Jack, impressed by Liz’s devotion to TGS, becomes her mentor, echoing the long relationship between Fey and 30 Rock and Saturday Night Live producer Lorne Michaels. HR rep Jeffrey Weinerslav (“it’s pronounced ‘wiener-slave’ ”) describes the Liz-Jack relationship as “the longest and perhaps most meaningful [one] in your life.” At that, they both tear up in recognition. Similarly, Kenneth Parcell (Jack McBrayer), a wide-eyed NBC page, is so inhumanly dedicated to his job and his “best friends” at TGS that he turns down repeated opportunities for career advancement. “The overarching principle that drives 30 Rock is family,” says Walter. Even Tracy Jordan, the loose cannon played by Tracy Morgan, can’t shake the crew—after briefly quitting, he returns to continue his relationship with Kenneth. (“You and me, it’s not gonna be a one-way street,” Tracy says to Kenneth. “Cause I don’t believe in one-way streets. Not between people, and not while I’m driving.”)

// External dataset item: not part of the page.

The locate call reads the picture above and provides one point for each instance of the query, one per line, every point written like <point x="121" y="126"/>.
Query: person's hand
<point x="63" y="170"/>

“Workplace comedies inevitably end in the breakdown of the institution,” says Thompson. “On Cheers, Sam is left alone in the bar; on Mary Tyler Moore, everyone gets fired; on M*A*S*H the war ends. It’s a bittersweet notion, especially today when we aren’t staying at jobs for very long and know that feeling of leaving our surrogate families,” he says. However 30 Rock ends, its cast is already in mourning. On the last day of filming, Alec Baldwin tweeted, “Lots of tears today at SilverCup as we head into the home stretch. Thank you, Tina Fey.” At the wrap party, Fey said, “The thing I’m most proud of about the show is that it was a really nice place to work for over 200 people for seven years. … That will always stick in my mind, even more than the comedy we made.”


For viewers who toil in ever more metric-dominated jobs, where you’re only as good as your last quarter, one of 30 Rock’s most endearing traits is the way its characters’ passion for work wasn’t contingent on returns. That’s particularly welcome when the economy has kept so many of us grateful for any steady job, even one that doesn’t live up to our expectations. Fey and her writing staff also labor in a field where external results—ratings, renewals, syndication windfalls—depend on a fickle American public. Worthy shows fail; absolute garbage can run for years. The best work experience may have zero correspondence with success. The people of 30 Rock learned to appreciate a good gig when they had it, and for 30 minutes a week they gave us a place where business couldn’t get us down.